Steven L. Kramer, Janie Scull, Andrew Porter, Christine M. Massey, F. Joseph Merlino, John Y. Baker
JRST VOL. 61 (7), PP.1543-1573 (2024)
Overview: Students in science classrooms that used three cognitive-science principles learned more science than either: A) Students whose teachers participated in PD to increase their content knowledge; or B) Students in Business-as-usual classrooms.
Audience: Administrators (K-12), District science coordinators, Doctoral advisors, Environmental educators, Formal educators, Grant funders, Instructional designers, K-12 science teachers, Policymakers, Professional development providers, Researchers/Researcher supervisors, Science education leaders, Secondary science teachers, Teacher educators, Biology educators, Chemistry educators, Physics educators, Earth science educators, STEM educators
Key Points
- Cognitive science principles were: contrasting cases; diagrammatic reasoning; and spaced testing.
- Classrooms used the inquiry focused Full Option Science System (FOSS) science curriculum.

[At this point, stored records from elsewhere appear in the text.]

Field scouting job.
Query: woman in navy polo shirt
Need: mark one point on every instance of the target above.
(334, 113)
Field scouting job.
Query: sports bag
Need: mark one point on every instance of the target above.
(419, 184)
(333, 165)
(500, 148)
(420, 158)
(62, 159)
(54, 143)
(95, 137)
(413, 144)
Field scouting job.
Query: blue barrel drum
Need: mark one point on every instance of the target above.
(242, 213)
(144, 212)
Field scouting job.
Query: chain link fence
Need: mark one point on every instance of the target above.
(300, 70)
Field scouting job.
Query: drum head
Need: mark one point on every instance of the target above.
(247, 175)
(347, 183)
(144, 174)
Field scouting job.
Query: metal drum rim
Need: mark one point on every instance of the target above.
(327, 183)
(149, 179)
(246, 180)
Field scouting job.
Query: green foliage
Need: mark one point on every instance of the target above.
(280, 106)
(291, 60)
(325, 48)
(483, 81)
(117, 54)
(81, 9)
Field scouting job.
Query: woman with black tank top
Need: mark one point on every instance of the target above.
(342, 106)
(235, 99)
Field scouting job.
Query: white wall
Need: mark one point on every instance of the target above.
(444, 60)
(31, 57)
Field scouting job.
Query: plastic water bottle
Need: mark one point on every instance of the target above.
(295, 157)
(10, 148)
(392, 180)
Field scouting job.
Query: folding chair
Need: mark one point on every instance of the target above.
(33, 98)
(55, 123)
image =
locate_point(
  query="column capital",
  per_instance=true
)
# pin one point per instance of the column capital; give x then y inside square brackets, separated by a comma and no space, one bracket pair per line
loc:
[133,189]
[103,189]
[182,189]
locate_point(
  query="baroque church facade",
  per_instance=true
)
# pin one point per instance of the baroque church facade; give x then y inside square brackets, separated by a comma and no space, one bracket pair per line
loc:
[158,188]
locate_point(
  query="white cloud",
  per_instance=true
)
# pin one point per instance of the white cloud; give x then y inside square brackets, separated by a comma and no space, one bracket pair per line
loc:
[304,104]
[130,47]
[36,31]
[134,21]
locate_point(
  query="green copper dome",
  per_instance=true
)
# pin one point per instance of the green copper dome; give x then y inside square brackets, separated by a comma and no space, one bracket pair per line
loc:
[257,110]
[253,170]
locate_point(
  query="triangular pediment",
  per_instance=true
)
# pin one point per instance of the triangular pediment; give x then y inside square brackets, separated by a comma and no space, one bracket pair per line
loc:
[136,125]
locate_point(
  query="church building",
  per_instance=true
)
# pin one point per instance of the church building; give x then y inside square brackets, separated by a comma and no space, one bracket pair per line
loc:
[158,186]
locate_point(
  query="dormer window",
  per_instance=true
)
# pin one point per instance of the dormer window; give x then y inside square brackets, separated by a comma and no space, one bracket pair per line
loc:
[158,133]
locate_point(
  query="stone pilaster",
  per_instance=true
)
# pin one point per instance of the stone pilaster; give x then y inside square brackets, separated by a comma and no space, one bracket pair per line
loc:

- The interventions were implemented for three FOSS units, each with 50 days of instruction.
- For each unit taught, treatment teachers participated in 18 hours of treatment-specific professional development followed by 16 hours of support in professional learning communities across two years.
- The cluster-randomized controlled trial involved 89 schools, 253 teachers, and 20,591 students.
INTRODUCTION
It was unclear whether laboratory-tested cognitive-science interventions would continue to have positive effects when implemented in real classrooms by ordinary teachers over an extended period of time. Separately, it is common sense that helping science teachers learn more about the content they will be teaching should improve their students’ learning—but this had yet to be demonstrated in everyday classrooms. Our largescale study tested both of these interventions against each other and against a business-as-usual control condition. Volunteer middle schools were randomly assigned to one of the three conditions so we could compare how much science students learned in each condition.
FINDINGS
We administered an 18-item end-of-unit content test at the end of each of the FOSS units. The Cognitive Science intervention had a statistically significant small positive impact. Students in the Cognitive Science group scored about 0.16 standard deviations (SD) better than students in the Control group and about 0.13 SD better than students in the Teacher Content Knowledge group. Assuming normally distributed data, effects of these magnitudes would move a student from the 50th percentile up to the 56th or 55th percentile, respectively, on one of our unit tests. While the data indicates that students at most prior achievement levels would benefit from the Cognitive Science treatment, the intervention was more effective for students with higher priorachievement scores in math and reading than for students with lower prior-achievement scores. We detected no difference in science learning between students in the Teacher Content Knowledge intervention group and students in the no-intervention Control group. We also did not detect any effects of the content-knowledge intervention on teachers’ tested content knowledge, although this latter finding may have been caused by relatively low statistical power due to the limited number of teachers tested.
TAKEAWAYS
Our results provide confirmation that cognitive science principles developed in the laboratory can continue to have positive, albeit small, impacts on student learning when translated into regular classroom practice. In contrast to these positive findings, focused professional development aimed at improving middle school teachers’ content knowledge of the specific science topics they would be teaching did not impact how much science content their students learned. While the current study focused on the hands-on FOSS curriculum, our research center obtained similar findings when using the more traditional Holt curriculum: a small positive effect for implementing Cognitive Science principles, but no effect for PD focused on teacher content knowledge. Based on our results, curriculum developers, policymakers, and educators looking to improve science learning should consider incorporating contrasting cases, support for diagrammatic reasoning, and spaced testing into everyday classroom instruction.